In the mixer, cream together the shortening, brown sugar and granulated sugar. Add in the vanilla and eggs and beat until fluffy.  In a separate bowl, combine the flour, cocoa powder, baking powder, baking soda, salt and xanthan gum.  Add the dry ingredients to the mixer and combine together with the wet ingredients.

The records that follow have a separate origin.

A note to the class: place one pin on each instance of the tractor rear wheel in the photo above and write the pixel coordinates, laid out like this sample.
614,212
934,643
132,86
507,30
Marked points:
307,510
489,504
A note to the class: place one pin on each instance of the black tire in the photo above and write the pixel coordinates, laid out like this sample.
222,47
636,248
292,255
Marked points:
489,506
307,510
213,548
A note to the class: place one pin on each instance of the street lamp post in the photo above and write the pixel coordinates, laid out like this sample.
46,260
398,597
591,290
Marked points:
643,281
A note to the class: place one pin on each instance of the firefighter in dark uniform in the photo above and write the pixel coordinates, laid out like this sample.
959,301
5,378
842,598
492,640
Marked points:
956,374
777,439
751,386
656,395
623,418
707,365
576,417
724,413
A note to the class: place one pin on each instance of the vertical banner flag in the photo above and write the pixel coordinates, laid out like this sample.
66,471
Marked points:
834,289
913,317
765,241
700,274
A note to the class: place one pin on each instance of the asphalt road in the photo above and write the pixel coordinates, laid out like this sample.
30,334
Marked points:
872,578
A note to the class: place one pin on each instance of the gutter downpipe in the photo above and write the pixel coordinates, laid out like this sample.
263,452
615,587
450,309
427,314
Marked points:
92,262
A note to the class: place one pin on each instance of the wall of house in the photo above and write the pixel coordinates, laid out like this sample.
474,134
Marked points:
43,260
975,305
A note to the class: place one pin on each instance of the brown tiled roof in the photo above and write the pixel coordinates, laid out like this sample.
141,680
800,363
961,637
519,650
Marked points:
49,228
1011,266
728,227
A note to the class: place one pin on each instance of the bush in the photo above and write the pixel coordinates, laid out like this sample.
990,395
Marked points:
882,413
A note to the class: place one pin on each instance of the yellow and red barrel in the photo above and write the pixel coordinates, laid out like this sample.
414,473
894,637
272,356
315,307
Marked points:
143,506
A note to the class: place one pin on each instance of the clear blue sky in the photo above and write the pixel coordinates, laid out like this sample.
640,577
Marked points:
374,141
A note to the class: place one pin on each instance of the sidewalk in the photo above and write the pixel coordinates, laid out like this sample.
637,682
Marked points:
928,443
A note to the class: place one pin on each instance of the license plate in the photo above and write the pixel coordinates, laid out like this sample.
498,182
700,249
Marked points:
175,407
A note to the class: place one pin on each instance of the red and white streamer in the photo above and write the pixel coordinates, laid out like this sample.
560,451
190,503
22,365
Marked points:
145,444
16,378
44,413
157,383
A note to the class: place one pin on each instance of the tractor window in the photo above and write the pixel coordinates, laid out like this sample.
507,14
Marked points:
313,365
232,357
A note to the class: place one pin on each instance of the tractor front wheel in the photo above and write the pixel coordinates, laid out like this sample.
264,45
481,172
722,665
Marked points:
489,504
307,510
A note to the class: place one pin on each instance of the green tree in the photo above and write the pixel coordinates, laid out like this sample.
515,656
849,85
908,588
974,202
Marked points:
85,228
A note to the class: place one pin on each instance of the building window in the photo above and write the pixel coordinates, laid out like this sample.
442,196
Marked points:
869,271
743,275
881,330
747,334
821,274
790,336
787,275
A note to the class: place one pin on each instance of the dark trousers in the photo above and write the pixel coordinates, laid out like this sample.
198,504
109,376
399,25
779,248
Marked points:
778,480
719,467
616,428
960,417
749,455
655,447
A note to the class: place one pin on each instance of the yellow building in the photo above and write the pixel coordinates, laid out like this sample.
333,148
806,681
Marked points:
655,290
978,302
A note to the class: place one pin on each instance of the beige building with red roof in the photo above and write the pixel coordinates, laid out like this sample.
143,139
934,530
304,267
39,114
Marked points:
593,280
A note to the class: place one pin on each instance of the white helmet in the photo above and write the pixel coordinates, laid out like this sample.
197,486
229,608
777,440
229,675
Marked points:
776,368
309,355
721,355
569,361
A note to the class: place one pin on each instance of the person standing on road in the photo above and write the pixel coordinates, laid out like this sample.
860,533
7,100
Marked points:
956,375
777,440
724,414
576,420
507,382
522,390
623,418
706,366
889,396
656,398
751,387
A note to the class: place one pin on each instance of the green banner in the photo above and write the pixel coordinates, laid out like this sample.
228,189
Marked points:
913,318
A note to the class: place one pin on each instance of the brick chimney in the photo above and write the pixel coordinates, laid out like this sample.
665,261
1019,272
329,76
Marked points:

Mix until well combined.

Place dough in the fridge to cool for at least 30mins. {This step will make it easier to work with the dough}

Drain the maraschino cherries and set aside in a small strainer.

Preheat the oven to 350°. Line a baking sheet with parchment paper.

Remove the cool dough from the fridge. Working with a tablespoon of dough, roll it into a small ball. Press your fingers into the center to make a hole. Place the cherry into the hole and wrap the dough completely around the cherry. Cover the top, but leave the stem sticking up out of the dough.  Place the dough on the cookie sheet, pressing down slightly so it doesn’t roll.  Bake for 10mins

Place the remaining dough back into the fridge while you wait for the cookies to bake. If at any point the dough seems too sticky to manipulate, place it back into the fridge to cool.

 

Remove cookies from oven and place onto a cooling rack.

 

NOTE: If you don’t want to leave the stem on, remove it and cut the cherry in half. Place both sections in the center of the piece of dough and cover completely, rolling the dough into a circle. Continue as above.